Ces principes de mélancolie existent dans la physionomie d’un
logis situé à Saumur, au bout de la rue montueuse qui mène au château, par le
haut de la ville. Cette rue, maintenant peu fréquentée, chaude en été, froide
en hiver, obscure en quelques endroits, est remarquable par la sonorité de son
petit pavé caillouteux, toujours propre et sec, par l’étroitesse de sa voie
tortueuse, par la paix de ses maisons qui appartiennent à la vieille ville, et
que dominent les remparts.
Des habitations trois fois séculaires y sont encore
solides, quoique construites en bois, et leurs divers aspects contribuent à
l’originalité qui recommande cette partie de Saumur à l’attention des
antiquaires et des artistes.

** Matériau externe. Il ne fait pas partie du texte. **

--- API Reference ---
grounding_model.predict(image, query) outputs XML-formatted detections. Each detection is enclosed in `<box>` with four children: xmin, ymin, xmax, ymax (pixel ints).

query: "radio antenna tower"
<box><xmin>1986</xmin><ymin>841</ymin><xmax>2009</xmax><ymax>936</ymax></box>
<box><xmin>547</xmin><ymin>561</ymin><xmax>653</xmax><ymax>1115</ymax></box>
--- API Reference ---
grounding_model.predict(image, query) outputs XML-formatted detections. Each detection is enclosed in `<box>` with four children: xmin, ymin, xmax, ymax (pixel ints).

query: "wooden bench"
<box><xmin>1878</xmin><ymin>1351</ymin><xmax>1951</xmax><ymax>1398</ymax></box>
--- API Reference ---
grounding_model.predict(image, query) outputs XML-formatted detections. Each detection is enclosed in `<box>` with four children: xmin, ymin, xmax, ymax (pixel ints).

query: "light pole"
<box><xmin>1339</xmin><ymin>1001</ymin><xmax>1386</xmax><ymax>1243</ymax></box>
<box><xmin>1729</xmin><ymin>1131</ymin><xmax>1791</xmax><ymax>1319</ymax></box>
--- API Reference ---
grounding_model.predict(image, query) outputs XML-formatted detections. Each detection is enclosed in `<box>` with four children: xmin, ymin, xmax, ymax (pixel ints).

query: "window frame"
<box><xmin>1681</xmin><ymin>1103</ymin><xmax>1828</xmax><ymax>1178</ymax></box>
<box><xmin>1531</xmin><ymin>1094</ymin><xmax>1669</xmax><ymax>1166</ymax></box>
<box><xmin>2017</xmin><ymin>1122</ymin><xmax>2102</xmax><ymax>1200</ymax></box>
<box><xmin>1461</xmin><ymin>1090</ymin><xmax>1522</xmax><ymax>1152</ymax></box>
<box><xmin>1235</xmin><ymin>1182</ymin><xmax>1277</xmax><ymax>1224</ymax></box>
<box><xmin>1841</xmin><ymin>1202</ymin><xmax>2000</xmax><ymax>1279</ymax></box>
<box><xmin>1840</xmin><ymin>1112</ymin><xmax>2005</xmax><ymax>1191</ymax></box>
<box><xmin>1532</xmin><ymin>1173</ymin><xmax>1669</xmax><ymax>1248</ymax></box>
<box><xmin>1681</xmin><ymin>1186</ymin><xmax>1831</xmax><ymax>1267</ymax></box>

Il est difficile de passer devant ces maisons
sans admirer les énormes madriers dont les bouts sont taillés en figures
bizarres et qui couronnent d’un bas-relief noir le rez-de-chaussée de la
plupart d’entre elles.
Ici, des pièces de bois transversales sont couvertes en
ardoises et dessinent des lignes bleues sur les frêles murailles d’un logis
terminé par un toit en colombage que les ans ont fait plier, dont les bardeaux
pourris ont été tordus par l’action alternative de la pluie et du soleil. Là
se présentent des appuis de fenêtre usés, noircis, dont les délicates
sculptures se voient à peine, et qui semblent trop légers pour le pot d’argile
brune d’où s’élancent les œillets ou les rosiers d’une pauvre ouvrière. Plus
loin, c’est des portes garnies de clous énormes où le génie de nos ancêtres a
tracé des hiéroglyphes domestiques dont le sens ne se retrouvera jamais.
Tantôt un protestant y a signé sa foi, tantôt un ligueur y a maudit Henri IV.